Steinbrenner has said that he should not be forced to support lower-revenue teams that do little improving and a good deal of pocket-stuffing.

Steinbrenner previously sued Major League Baseball after it tried to prevent a merchandising contract the Yankees signed with adidas. Baseball tried to prevent adidas from selling T-shirts at Yankee Stadium. Steinbrenner won the out-of-court settlement in April of 1997 that allowed the reported 10-year, $93 million deal with adidas to stand.
--Darren Rovell

Scully believes that two-thirds of the teams are making money, while Fort thinks at least the majority of the teams are profitable.

Despite the losses shown in the panel's 87-page report, economists say the continually increasing team price tags provide some of the best evidence that baseball is healthier than the report says.

"When somebody pays $100 million for a team and then unloads it for $85 million, then I will believe that the owners are having monetary difficulty," says Stephen Ross, professor of law at the University of Illinois.

Scully points to the owners of the Oakland A's, Steve Schott and Ken Hofmann, who believed that their team had appreciated by 120 percent in the three years of their ownership.

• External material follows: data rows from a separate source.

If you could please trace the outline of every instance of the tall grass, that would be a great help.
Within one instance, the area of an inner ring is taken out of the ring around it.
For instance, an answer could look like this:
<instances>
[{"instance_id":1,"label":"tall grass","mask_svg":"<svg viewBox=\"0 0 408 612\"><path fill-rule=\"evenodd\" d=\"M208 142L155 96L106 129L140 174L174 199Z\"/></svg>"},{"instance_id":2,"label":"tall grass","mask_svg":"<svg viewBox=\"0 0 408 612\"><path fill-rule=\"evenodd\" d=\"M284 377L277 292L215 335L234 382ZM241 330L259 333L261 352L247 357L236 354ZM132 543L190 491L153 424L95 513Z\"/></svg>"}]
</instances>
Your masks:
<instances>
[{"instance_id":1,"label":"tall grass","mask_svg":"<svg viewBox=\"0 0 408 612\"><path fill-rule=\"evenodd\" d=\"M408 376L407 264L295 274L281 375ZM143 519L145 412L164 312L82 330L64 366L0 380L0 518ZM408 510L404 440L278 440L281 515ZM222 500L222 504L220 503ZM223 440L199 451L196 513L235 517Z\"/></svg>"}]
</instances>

"They bought the A's for $68 million (in November 1995) ... and then they claimed it was worth $150 million when they were trying to sell it." After the initial purchase, published reports listed the sale price as $85 million, in order to make the appreciation on the next sale appear smaller. But Friday's Blue Ribbon Panel report suggests that there is little correlation between operating losses and franchise value. The report listed the A's in the top half of teams with the worst operating losses ($44.95 million) from 1995 to 1999.

Indeed, franchise values show no signs of going down despite the panel's report of great debt. Published accounts Wednesday have cable company Rogers Communications offering US$150 million to Interbrew's Labatt Breweries for the Toronto Blue Jays. The Blue Ribbon Panel report listed the team as the second-most financially unstable team, with losses of over $87 million from 1995-1999.

While the report states that "many clubs have reached dangerous levels of debt," Scully is not alarmed.

"As an economist and a fan, there is no concern to be had unless I see clubs go belly up," Scully said. "And I'm just not seeing that."